Gemma I am entering the last two weeks of my maternity leave, so I am determined to enjoy this precious time with my two children. I am earnestly telling everyone that I will so miss this golden time of tantrums in the sweetie aisle in Tesco’s, tantrums when time’s up at the baby gym, tantrums when it’s time to wake up, tantrums when it’s time to go to bed, and tantrums when my toddler cannot have what he wants, now, immediately, at the double, regardless of whether mummy is feeding the baby, sitting on the toilet, asleep, taking a hot plate out of the oven, or collapsed on the floor having a nervous breakdown. It makes last lesson on a Friday afternoon doing poetry with Year 10, on some inane exam board subject such as “vehicles from the past”, positively inspiring and energising.

As I’ve said before, I feel that becoming a parent has made me a better teacher. I am more understanding now of the difficulties of raising children, and how, despite your best efforts, they have this troublesome habit of doing exactly what they want, when they want, and this is often diametrically opposed to what you want. Damn this whole free will thing.

As my elder son enters the terrible twos, I’m beginning to wonder if this can’t work both ways; if being a parent makes me a better teacher, can being a teacher make me a better parent? One of the many things that I’ve learnt on my two maternity leaves is that it is not enough simply to love your children. It takes more than that to get them through the day without major disasters and assaults on your own mental health.

But recently I’ve been approaching my days with something resembling - I hate to admit it - a lesson plan. Having sat through countless Inset sessions on starters and plenaries, multiple learning styles and the like, I began to see that if anyone can get through the day successfully with an 18-month-old and a five-month-old, it is me. My burgeoning family is a mixed-ability class, and making progress requires the kind of meticulous planning that you normally get only when you find that an Ofsted team has taken up residence in the Holiday Inn down the road.

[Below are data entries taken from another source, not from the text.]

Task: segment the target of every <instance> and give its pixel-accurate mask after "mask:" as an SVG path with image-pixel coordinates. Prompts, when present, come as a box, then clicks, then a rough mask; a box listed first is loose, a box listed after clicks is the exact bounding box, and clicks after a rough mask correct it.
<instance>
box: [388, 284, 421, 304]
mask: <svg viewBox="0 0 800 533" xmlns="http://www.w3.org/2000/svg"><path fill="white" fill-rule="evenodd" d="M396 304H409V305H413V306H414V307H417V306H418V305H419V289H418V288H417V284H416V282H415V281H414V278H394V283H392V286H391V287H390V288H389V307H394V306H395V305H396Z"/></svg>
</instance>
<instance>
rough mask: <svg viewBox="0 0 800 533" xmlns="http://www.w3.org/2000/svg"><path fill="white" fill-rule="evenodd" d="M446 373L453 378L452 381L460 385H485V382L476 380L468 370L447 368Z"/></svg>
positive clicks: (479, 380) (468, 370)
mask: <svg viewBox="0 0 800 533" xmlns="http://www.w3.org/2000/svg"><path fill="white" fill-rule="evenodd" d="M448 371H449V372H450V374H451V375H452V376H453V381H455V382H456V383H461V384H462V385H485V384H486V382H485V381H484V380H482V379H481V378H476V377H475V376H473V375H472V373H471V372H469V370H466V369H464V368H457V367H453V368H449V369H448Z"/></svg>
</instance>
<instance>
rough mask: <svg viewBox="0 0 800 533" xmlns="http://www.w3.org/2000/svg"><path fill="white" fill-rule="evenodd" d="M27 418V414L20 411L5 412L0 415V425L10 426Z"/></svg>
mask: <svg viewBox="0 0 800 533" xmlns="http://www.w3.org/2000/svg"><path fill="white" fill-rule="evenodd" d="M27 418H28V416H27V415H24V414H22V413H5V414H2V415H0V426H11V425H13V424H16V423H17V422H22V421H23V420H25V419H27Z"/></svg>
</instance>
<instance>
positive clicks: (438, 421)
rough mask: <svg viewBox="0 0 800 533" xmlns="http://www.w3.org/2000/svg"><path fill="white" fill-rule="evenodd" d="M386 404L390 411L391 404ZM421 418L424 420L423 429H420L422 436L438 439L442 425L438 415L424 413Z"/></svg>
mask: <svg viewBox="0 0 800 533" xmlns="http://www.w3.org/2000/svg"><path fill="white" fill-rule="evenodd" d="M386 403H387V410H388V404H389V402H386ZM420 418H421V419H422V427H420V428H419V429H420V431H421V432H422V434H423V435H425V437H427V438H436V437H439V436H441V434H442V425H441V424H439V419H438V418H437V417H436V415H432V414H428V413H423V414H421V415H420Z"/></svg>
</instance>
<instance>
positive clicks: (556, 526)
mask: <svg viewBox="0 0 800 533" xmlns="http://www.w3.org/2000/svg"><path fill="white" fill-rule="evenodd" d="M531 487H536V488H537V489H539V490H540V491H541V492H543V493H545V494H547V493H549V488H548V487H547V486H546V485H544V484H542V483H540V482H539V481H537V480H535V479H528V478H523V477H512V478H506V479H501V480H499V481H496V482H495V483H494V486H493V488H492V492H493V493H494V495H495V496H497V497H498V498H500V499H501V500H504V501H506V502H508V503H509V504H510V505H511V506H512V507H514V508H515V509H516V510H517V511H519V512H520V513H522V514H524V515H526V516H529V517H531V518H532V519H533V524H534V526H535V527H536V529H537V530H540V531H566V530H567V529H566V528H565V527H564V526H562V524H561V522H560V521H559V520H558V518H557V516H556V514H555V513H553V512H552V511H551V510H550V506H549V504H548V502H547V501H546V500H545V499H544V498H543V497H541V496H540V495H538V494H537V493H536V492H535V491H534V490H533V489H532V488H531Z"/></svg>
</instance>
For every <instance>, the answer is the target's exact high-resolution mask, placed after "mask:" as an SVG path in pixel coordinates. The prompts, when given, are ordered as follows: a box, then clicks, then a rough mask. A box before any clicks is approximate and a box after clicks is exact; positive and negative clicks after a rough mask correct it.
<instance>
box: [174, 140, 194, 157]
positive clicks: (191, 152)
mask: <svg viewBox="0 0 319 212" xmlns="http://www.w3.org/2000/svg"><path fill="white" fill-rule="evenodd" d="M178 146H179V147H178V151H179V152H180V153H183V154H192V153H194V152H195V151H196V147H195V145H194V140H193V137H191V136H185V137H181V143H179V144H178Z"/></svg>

As I’ve come to understand my baby’s routine, and the - shall we say - “mercurial” moods of my toddler, lesson planning has been my main strategy for coping with the chaos that is only ever one tantrum or a rainy afternoon away. When you’ve been teaching for a couple of years, you instantly sense which activities will work with which classes, what times of day are better suited to certain tasks, and when to abandon your plans altogether if the unexpected crops up. This is how I’ve come to turn changing the sheets on the bed into pillow fighting and loading the washing machine into throwing pairs of socks to see if we can get them in first time. The daily square of chocolate (cure for all evils) is saved for when it finally is closing time at the baby gym and we have to leave if we don’t want to be locked in for the night. All our accomplishments, such as posting our blocks successfully through the right holes or declining to attack the baby with his own rattle, are celebrated, and even, dare I say, reinforced.

Structure is my new best friend. Obviously, like most of my lessons, it doesn’t always go entirely to plan. Playing dead lions in the university library so that mummy could pick up some books for her MA was stretching it a bit far. As I return to work I have to live with the realisation that I am still not the perfect mother, and still not the perfect teacher. And I have a feeling that things don’t really get much easier from here.